A l’Assemblée nationale, la séance du 29 juin dernier a donné l’occasion aux députés d’agiter l’un de leurs fétiches préférés : les symboles nationaux à l’école. En réalité, derrière le comique involontaire du débat, un projet de société brutal et rétrograde.

« Quand les drapeaux sont déployés, toute l’intelligence est dans la trompette. » Un aphorisme que Stefan Zweig aurait très bien pu appliquer à la séance de l’Assemblée nationale du 29 juin dernier : autour de la place des symboles nationaux à l’école, les députés ont fait assaut de poncifs patriotiques dans une surenchère certes grand-guignolesque mais qui en dit long sur le climat ambiant.

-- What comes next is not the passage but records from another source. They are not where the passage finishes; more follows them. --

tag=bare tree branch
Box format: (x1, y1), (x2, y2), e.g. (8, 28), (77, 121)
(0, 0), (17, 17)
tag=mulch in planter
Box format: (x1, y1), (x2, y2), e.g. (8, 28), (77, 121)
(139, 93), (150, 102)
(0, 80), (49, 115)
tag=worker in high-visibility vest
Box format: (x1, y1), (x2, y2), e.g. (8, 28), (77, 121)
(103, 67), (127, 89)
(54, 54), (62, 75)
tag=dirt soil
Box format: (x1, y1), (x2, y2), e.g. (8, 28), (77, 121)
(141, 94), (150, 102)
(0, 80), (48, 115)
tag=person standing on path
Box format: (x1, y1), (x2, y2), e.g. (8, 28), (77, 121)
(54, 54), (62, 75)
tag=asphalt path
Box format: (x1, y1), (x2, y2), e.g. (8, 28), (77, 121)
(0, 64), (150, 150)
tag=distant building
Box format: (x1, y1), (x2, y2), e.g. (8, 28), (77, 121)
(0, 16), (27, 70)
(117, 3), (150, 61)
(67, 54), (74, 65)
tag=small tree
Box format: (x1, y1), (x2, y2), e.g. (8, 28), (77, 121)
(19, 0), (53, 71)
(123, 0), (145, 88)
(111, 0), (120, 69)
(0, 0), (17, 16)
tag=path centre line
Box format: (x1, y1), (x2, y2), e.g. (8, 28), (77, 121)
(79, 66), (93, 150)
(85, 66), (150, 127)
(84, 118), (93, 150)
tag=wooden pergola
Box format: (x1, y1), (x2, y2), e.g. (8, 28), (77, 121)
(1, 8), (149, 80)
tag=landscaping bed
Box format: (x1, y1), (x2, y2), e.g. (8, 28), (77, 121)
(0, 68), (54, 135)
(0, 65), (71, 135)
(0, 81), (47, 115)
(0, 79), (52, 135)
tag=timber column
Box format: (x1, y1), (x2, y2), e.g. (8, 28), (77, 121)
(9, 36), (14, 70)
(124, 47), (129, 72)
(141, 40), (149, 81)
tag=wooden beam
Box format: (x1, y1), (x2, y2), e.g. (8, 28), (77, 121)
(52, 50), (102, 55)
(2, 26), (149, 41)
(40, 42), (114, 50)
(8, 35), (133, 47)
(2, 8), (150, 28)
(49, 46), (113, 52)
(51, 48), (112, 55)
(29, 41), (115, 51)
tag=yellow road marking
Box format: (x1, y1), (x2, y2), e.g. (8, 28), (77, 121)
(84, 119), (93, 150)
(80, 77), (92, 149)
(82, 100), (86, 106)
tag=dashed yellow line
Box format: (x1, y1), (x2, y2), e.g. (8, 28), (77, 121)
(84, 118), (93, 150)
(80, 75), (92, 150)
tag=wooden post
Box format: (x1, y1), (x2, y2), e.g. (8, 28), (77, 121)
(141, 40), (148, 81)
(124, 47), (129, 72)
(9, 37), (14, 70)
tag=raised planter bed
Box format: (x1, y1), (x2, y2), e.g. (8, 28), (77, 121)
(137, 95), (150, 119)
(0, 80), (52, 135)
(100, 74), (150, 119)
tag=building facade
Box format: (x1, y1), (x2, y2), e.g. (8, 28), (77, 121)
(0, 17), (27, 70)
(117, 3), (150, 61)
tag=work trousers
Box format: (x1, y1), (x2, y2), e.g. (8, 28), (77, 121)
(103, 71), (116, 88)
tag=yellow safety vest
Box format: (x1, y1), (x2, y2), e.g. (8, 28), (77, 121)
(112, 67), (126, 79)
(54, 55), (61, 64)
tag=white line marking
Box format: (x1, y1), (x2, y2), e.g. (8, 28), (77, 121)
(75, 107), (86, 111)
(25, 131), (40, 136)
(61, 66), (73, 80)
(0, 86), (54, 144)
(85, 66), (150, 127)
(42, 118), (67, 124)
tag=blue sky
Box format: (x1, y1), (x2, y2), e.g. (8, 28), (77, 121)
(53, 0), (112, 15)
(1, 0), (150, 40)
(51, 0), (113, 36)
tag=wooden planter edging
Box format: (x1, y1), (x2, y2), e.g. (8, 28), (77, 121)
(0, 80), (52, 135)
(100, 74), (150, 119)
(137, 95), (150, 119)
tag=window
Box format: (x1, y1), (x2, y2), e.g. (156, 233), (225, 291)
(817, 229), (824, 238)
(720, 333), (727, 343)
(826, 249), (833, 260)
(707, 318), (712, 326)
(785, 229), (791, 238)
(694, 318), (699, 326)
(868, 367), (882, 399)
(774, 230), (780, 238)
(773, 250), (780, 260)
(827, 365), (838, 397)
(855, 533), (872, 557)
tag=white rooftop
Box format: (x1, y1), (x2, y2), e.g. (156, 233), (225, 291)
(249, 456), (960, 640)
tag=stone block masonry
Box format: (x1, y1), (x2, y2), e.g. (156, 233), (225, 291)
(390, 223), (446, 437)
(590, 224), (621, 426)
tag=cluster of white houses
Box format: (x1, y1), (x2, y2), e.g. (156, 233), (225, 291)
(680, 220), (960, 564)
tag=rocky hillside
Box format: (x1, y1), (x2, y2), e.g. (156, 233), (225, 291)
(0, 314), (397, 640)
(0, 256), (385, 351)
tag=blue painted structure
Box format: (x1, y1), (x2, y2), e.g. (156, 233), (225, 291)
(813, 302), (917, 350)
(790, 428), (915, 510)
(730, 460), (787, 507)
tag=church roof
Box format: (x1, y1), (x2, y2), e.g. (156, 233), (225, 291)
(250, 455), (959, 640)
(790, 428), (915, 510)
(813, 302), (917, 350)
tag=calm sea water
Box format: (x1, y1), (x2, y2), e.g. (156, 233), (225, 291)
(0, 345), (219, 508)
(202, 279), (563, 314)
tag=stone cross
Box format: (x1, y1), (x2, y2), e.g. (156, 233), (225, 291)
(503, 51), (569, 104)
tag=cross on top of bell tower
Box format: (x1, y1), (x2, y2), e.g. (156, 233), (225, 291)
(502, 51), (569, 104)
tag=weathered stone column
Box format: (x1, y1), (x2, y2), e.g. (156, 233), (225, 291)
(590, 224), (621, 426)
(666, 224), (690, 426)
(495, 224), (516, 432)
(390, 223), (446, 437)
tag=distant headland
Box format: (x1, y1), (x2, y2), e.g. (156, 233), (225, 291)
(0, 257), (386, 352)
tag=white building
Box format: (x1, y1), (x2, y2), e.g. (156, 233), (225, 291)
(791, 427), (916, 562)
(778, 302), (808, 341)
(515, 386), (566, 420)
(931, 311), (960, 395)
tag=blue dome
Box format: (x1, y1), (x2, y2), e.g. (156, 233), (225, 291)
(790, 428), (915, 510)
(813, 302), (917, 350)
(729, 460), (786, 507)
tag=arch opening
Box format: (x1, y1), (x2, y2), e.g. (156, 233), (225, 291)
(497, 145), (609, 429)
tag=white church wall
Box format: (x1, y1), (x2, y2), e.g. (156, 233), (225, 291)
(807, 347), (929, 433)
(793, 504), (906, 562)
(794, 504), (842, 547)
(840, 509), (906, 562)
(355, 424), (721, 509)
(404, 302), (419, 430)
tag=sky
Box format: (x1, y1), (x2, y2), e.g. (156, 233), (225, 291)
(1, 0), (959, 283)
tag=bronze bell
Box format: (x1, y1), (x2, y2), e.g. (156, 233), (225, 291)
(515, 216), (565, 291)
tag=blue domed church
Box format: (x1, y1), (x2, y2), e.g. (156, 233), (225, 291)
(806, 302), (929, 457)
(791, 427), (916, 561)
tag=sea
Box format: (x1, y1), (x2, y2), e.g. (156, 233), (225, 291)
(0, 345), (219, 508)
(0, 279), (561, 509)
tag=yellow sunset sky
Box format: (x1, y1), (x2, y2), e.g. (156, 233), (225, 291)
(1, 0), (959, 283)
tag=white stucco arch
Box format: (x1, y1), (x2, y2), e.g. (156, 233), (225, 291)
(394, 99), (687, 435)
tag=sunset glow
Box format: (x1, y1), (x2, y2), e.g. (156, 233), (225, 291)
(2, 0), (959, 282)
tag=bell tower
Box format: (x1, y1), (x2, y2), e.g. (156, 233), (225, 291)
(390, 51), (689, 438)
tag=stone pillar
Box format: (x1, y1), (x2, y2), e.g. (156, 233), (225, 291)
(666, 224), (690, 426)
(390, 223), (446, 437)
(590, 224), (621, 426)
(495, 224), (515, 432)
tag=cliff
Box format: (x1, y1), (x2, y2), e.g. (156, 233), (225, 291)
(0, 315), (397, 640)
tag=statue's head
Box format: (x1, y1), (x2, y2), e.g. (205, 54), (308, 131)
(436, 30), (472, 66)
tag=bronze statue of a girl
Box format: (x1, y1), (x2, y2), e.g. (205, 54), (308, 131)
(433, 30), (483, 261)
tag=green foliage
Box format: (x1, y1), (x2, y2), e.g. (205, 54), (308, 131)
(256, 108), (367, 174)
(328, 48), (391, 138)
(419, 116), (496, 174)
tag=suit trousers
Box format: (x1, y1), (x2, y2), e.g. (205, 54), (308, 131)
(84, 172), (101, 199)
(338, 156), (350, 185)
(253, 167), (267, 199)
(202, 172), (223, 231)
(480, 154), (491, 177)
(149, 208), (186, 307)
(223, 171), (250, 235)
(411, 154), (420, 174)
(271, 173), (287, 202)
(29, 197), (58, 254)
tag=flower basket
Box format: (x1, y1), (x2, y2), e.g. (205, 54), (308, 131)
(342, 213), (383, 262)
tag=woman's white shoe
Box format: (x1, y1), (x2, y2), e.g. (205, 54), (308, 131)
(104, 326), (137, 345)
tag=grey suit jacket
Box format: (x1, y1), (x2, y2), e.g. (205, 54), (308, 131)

Hystérie nationale au Palais-Bourbon

Que les paroles de la Marseillaise soient affichées dans toutes les salles de classe, c’est effectivement la proposition de Bernard Debré (LR), justifiée par cette lumineuse interprétation des attentats terroristes : « Depuis un certain temps règne dans certaines écoles, et même dans de nombreuses écoles, l’indiscipline, voire le rejet des valeurs de notre République, comme en témoignent les réactions de certains élèves aux attentats survenus à Paris en janvier et en novembre de l’année dernière. Les comportements communautaires, les atteintes à l’autorité et les manifestations de rejet de la République s’y multiplient. » Vieille rengaine, entendue sur tous les bords depuis 18 mois mais néanmoins reprise et amplifiée par l’inénarrable Ciotti qui croit nécessaire d’en rajouter une couche en demandant que le drapeau tricolore soit accroché dans toutes les classes avec cet autre argument de haute volée : « Au moment de l’affaire Benzema, j’ai entendu quelqu’un déclarer, lors d’une interview, « On ne nous a pas appris à aimer la France. » Tout le problème est là ! C’est le problème d’une grande partie de la jeunesse. Aujourd’hui, nous avons besoin de réécrire notre roman national ; nous avons besoin de brandir nos drapeaux […] » Emporté par l’enthousiasme et les encouragements de ses collègues, Ciotti se fait alors lyrique, il décolle : « Il faut aujourd’hui avoir la fierté d’aimer la France, et de le dire. C’est un enjeu essentiel, ce n’est pas anecdotique […] Il faut apprendre à aimer l’hymne tricolore, apprendre à aimer le drapeau, parce qu’on n’a pas suffisamment enseigné aux jeunes cet amour des symboles de la République. » Poursuivant sa brillante analyse : « Nous avons été témoins, depuis un an et demi, de l’affaiblissement de ces valeurs tricolores aux yeux de beaucoup de jeunes, de trop de jeunes, qui nourrissent même une haine de ce que représente leur pays, ce pays où ils sont nés et pour lequel ils nourrissent pourtant une haine viscérale. » Avant de conclure, au bord de l’épectase : « Notre société connaît assez de maux et de difficultés, elle est suffisamment marquée par la désagrégation sociale, avec une jeunesse en perte de repères, de valeurs et de garde-fous, pour que nous nous accordions sur l’importance d’aller plus loin dans l’affirmation des symboles de la nation. »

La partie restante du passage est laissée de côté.